Capital Gain Vs Yield

30 April 2017


Like the eternal battle of good versus evil, the opinions about Capital Gain versus High Yield when it comes to property investment rage on. Both points of view have their Pros and Cons and, in reality, there is no blanket right or wrong answer. The post Capital Gain Vs Yield appeared first on Aspect Buyer's Agency.

Capital Gain Vs Yield

Like the eternal battle of good versus evil, the opinions about Capital Gain versus High Yield when it comes to property investment rage on.

Both points of view have their Pros and Cons and, in reality, there is no blanket right or wrong answer.

The way forward for any investor will be based on their individual circumstances and their position or taste for either option will change over time and possibly from property to property.

Whilst Capital Gain is often seen as good measure of how well an investment has performed, thus how successful your investment has been, it’s not the only thing to consider.

There is no doubt that the quickest way to put equity into a property is through fast Capital Gain, this can be achieved by either buying at a below value price, a rising market, renovation or addition that results in an increase in value. The problem with Capital Gain is that it does not pay the mortgage, the rates, pay for repairs and other costs associated with owning the property. There are many people who are asset rich but cash poor and struggle to feed themselves week to week, even though they may be sitting on million dollar assets. It can be very difficult to realise your Capital Gain wealth if it requires you to sell your home or principle source of income. You also can’t retire on Capital Gain.

This is where the old adage of “Cash is King” starts to kick in. The benefit of good yield or return is that once you have covered your holding costs you can then do as you please with the extra cash.

Investment that provides a proper return will be the long term answer to sustained and continual growth. Once the principle is paid off, and the property is maintained, the income can be used to either enjoy or reinvest. Whilst you are in the growth phase, reinvestment would be the preferred option as the compounding effect of reinvested capital can be huge over the life of the investment.

The best result would be to achieve suitable yield coupled with sustainable capital growth. So unsurprisingly at this point, an investment that supplies good yield with Capital growth is often on the menu when I’m talking to clients.

How to achieve this is the tricky part. There’s no point looking for the silver bullet as they just don’t exist. You need to create them or use multiple properties which have different jobs to do, it’s about creating a plan on how the property, the finance, the ownership structure, and property markets all work together to give you the result you are looking for.

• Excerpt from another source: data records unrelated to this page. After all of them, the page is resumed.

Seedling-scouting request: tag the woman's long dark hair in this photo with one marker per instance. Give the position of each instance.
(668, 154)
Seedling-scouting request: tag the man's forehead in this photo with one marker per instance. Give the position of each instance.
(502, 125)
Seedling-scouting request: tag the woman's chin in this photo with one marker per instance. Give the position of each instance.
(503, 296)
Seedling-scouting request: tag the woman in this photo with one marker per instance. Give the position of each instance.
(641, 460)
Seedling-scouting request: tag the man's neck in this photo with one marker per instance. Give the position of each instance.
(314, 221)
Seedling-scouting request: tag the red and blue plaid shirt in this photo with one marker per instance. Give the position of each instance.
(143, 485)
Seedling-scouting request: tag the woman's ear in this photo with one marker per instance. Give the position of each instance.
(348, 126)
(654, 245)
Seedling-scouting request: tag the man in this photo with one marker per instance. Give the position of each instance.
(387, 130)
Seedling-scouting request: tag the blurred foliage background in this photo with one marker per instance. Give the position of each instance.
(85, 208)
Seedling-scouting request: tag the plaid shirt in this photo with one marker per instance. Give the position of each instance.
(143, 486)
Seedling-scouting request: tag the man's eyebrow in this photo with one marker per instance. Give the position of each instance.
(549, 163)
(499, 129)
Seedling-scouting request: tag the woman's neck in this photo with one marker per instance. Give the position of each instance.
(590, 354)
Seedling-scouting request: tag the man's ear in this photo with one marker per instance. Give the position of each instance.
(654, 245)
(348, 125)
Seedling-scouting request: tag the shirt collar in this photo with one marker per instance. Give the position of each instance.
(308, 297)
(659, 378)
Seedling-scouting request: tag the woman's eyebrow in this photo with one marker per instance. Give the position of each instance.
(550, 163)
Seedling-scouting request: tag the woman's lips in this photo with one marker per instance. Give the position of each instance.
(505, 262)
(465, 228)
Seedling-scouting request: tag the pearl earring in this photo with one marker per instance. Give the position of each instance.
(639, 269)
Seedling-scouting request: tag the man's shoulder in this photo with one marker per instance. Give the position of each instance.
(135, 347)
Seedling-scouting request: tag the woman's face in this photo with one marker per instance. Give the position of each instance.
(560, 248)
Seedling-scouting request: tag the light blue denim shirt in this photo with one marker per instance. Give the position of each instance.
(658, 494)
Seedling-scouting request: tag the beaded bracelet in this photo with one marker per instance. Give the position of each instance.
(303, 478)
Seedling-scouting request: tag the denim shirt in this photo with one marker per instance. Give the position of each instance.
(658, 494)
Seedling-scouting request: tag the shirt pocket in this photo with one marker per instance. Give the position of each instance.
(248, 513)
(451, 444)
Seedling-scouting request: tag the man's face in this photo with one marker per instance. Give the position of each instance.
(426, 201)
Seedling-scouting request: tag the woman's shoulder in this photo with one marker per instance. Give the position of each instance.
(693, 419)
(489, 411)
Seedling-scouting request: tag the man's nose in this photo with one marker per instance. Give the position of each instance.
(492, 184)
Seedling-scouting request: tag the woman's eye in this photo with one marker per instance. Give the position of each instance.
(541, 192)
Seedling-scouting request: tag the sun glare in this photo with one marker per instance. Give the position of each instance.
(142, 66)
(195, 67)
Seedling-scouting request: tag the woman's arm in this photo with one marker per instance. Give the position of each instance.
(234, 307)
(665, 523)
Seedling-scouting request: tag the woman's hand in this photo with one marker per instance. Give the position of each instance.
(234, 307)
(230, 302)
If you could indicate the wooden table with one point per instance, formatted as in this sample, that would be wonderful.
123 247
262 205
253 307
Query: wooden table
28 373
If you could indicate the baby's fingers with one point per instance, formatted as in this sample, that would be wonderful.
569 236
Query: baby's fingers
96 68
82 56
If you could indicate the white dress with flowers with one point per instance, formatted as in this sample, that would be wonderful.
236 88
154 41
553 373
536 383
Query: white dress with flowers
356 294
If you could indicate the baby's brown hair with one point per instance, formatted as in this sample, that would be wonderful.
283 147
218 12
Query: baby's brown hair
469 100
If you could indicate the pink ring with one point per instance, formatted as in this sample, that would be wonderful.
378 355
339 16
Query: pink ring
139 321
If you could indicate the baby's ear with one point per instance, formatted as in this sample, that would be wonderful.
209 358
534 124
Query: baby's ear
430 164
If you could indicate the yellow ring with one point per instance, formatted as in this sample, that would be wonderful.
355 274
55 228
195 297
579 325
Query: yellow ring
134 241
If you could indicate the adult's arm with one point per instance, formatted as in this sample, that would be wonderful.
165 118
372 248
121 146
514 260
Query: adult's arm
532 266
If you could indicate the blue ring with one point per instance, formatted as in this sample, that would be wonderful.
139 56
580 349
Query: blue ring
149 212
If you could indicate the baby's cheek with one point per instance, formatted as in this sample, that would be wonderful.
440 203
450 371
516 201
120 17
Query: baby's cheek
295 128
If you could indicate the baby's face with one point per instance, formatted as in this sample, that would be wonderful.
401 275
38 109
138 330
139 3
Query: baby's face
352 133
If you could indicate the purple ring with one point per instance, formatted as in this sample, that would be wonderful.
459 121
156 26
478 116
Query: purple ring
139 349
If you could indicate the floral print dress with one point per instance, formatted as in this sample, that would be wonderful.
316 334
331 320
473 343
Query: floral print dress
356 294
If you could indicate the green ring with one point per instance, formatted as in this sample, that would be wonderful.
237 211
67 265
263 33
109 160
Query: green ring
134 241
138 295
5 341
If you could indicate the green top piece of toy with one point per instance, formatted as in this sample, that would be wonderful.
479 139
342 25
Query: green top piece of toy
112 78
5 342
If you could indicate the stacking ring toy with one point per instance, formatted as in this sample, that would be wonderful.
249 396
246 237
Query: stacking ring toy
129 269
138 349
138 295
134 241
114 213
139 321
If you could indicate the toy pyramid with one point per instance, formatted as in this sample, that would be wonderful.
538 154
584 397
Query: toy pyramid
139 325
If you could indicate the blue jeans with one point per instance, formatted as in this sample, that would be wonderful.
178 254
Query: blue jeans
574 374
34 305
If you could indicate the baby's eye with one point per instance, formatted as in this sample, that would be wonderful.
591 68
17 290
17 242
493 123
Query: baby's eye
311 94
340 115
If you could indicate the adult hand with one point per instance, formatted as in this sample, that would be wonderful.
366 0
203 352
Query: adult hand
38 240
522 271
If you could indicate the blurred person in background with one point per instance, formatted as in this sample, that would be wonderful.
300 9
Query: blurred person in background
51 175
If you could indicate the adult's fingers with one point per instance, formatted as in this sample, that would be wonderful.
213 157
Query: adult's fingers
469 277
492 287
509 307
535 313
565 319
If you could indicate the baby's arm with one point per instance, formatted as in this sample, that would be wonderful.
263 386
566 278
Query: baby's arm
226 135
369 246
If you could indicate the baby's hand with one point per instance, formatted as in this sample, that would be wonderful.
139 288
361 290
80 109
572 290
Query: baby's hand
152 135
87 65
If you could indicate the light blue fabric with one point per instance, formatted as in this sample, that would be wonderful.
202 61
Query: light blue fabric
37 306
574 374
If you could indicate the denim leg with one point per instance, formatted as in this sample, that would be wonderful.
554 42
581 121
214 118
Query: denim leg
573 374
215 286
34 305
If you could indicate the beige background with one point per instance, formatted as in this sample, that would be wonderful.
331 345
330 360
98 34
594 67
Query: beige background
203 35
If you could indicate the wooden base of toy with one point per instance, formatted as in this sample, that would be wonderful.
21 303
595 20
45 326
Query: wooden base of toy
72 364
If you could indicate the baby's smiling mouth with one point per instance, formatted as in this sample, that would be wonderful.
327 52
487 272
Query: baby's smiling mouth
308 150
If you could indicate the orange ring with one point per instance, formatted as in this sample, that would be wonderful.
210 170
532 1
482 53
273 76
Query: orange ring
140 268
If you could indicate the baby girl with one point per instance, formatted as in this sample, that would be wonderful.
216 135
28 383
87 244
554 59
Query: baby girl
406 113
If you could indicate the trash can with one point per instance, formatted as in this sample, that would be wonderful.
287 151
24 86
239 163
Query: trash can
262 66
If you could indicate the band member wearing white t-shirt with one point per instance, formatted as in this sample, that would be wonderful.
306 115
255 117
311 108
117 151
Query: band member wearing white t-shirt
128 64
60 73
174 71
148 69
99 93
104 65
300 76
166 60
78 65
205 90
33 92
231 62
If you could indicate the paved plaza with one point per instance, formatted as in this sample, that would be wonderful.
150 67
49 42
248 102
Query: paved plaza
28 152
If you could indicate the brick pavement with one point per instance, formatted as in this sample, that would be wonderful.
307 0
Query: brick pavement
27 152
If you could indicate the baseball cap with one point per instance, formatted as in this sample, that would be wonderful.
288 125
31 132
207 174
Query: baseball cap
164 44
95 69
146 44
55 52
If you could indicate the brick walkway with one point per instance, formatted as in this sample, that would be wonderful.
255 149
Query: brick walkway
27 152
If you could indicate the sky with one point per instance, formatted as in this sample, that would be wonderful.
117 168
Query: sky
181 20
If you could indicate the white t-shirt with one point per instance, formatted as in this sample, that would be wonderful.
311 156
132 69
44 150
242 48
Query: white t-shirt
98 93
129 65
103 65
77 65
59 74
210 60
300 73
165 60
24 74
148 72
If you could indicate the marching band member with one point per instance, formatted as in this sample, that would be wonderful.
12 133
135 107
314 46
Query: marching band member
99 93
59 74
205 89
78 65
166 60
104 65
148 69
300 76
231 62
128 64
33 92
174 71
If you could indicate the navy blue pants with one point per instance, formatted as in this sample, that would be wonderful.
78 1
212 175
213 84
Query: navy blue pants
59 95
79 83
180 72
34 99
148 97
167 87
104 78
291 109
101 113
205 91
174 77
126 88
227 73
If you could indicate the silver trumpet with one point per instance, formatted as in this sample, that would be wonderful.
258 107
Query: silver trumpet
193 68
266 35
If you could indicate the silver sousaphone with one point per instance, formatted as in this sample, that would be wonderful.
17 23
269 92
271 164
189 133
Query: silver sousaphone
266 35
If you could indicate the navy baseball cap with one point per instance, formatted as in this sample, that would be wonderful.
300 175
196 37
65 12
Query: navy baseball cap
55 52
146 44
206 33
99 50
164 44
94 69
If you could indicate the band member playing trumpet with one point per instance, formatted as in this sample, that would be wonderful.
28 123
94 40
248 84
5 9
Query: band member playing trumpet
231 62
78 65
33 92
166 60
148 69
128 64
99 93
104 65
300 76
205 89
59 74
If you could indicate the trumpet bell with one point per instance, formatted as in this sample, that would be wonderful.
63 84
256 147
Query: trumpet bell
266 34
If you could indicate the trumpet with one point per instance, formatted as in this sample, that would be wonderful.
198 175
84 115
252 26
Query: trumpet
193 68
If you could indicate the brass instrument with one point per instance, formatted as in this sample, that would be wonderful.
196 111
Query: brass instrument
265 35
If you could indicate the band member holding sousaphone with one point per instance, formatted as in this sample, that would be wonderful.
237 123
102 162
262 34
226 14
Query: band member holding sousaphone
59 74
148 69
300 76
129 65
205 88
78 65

An example of where this situation has been created, is if you purchased property in Dubbo in 2013 or earlier, with good yield you would on average realised almost 24% increase in property values, whilst achieving gross yields of between 5.0% – 6.0%, which for residential property is not a bad result.

The graph below shows the Median Price of all homes in Dubbo NSW between 2008-2017. The graph shows the 10 year average year on year to be about 6.0% capital growth per annum or 61% overall.

Sydney by comparison has moved almost 57.0% since 2013 with most of this movement occurring over 2015/2016, although almost doubling since 2008. Whilst gross yields for the Sydney Market over the same period have dropped from around 4.5% in 2013 to now under 3.0% and are continuing to fall.

 

When comparing Dubbo with other capital cities, it’s performing quite well in comparison as depicted above.

Dubbo has been used as the case study but many other regional cites have also shown similar results over the period.

Whilst Dubbo appears to be slowing in the capital gain department, some sectors of the Orange market are going great guns, our research into the market has revealed some glaring holes in the market where some real opportunities are available. There are some big expectations for the Orange market throughout 2017, if you know what to buy.

Regional properties may not come with a “Sexy” capital city address, but when you are looking for consistent “workers” who are doing the job you need them to, regional property investments are going really well. So if you don’t have $1,000,000 spend or if you do and you need more than 3.0% on your money, consider looking outside the capital cities for the closest thing you will find to the Holy Grail of solid Capital Growth and Good Yield.